Les problèmes se tassèrent. Ceux que nous avions identifiés comme ceux qui se terraient dans l'ombre, prêts à nous attaquer par surprise. Dire que tout était rentré dans l'ordre, après la frayeur sur la falaise, serait un euphémisme. Ce fut comme si, par une étrange magie dont nous ne maîtrisions rien mais qui nous réussit tout de même, nous avions conjuré le sort et nous étions promis à un avenir si radieux que c'en était presque indécent, insolent pour les autres. Arkady perdit son air de chien battu. Habibti cessa de chercher un assassin entre nos murs. Shelby poursuivit sur sa lancée et confirma figurer parmi les meilleurs élèves jamais admis à l'internat. Asher et moi décidâmes de nous plier un peu plus aux règles. Ou plutôt, Asher y fut contraint, trop écœuré des heures de retenue qui l'empêchaient de se consacrer pleinement à sa passion, et moi, je suivis par solidarité. Paula resta Paula. Nous atteignîmes ainsi un niveau de bonheur jamais égalé par le passé et, j'en ai peur, jamais égalé à l'avenir. Mais il était encore trop tôt pour s'en soucier, il est encore trop tôt. L'heure est à profiter. Nous traversâmes deux Noëls ensemble, à nous aimer et nous haïr comme une famille. Je crois que ces souvenirs de l'orphelinat seront pour toujours ceux que je chérirai le plus. Vous n'avez rien vécu tant que vous n'avez pas célébré Noël ici.

Nous sommes au mois de mai.

Dans un mois, tous les dernière année qui ont déjà soufflé leurs dix-huit bougies pourront quitter l'orphelinat. Soit au sein de notre groupe, tout le monde sauf Ash, qui devra patienter jusqu'en août et qui ne cesse de me demander si oui, ou non, j'attendrai avec lui.

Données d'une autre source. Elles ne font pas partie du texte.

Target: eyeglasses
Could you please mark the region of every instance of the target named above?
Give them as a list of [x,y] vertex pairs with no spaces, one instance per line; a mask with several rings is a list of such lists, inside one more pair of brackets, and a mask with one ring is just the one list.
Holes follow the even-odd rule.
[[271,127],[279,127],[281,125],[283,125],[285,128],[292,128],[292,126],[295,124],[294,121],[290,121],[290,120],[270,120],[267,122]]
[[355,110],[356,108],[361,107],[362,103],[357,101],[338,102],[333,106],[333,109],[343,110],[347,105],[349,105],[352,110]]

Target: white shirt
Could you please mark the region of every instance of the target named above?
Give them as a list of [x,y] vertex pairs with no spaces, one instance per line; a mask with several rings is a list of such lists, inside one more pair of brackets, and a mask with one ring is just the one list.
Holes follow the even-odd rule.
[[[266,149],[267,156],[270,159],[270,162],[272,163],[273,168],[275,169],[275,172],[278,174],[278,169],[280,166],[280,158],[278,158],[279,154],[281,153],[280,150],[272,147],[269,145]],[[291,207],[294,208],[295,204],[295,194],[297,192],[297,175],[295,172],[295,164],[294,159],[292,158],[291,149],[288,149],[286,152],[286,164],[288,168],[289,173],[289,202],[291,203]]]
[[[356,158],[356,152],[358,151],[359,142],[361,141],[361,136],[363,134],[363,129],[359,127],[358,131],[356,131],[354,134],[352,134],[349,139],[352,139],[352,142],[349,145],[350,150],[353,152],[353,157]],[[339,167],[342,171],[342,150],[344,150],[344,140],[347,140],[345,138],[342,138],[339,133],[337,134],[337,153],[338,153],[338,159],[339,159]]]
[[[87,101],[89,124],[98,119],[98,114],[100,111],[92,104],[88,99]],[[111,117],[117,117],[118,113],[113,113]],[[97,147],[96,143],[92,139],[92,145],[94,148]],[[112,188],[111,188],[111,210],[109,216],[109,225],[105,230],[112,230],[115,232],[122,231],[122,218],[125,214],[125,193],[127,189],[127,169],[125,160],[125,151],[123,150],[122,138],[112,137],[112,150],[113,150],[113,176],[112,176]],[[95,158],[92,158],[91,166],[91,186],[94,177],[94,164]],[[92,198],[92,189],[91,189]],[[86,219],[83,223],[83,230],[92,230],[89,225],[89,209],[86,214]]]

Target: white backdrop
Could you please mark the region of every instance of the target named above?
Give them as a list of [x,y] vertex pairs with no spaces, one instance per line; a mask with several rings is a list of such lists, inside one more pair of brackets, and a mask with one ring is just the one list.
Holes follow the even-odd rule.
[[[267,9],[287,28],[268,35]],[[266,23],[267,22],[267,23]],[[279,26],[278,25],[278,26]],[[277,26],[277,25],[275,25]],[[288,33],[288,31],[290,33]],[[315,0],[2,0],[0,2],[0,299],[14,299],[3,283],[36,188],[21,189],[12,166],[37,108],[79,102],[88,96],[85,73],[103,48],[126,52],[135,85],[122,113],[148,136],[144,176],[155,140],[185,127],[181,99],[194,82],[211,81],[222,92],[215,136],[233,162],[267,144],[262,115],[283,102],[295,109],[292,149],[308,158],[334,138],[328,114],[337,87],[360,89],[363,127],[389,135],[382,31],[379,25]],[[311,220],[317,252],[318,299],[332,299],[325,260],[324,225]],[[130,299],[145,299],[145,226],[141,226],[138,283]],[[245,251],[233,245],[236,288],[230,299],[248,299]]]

« Tais-toi une seconde, tu veux ? je l'implore tandis qu'au réfectoire, j'attrape une tasse pour la remplir de lait chaud, puis de sucre – une quantité faramineuse – et d'une pincée de cannelle, avant de mélanger l'ensemble en tournant six fois la cuillère. C'est bon, je t'écoute. »

Il poursuit sur sa lancée, m'explique tout ce qu'il sait de New York, me décris tous les endroits qu'il nous faudra visiter. Ces dernières semaines, c'est tout ce qu'il a en bouche et en boucle. New York. Je me plains, mais ne peux m'empêcher de sourire. Rejoignant les autres à notre place habituelle, je pose la tasse devant Habibti qui me remercie, et m'installe en bout de table auprès de Paul qui, à la fois parmi nous et en voyage dans l'un de ses mondes parallèles, compose une chanson sur un fragment de papier déchiré.

***

Veronica

Milieu de répétitions. Je donne la réplique à Gatsby, qui tient le rôle-titre de notre adaptation théâtrale de Good Will Hunting [1]. Le spectacle de fin d'année aura lieu dans quelques semaines et je ne me sens pas prête, ne suis pas prête. Aujourd'hui tout commence à devenir tangible : nous nous essayons à cette scène sur les planches, loin de la sécurité des table reads [2]. Assis dans un décor de fast-food, nous avons convié l'ensemble de la troupe au rendez-vous amoureux de Will et Skylar [3].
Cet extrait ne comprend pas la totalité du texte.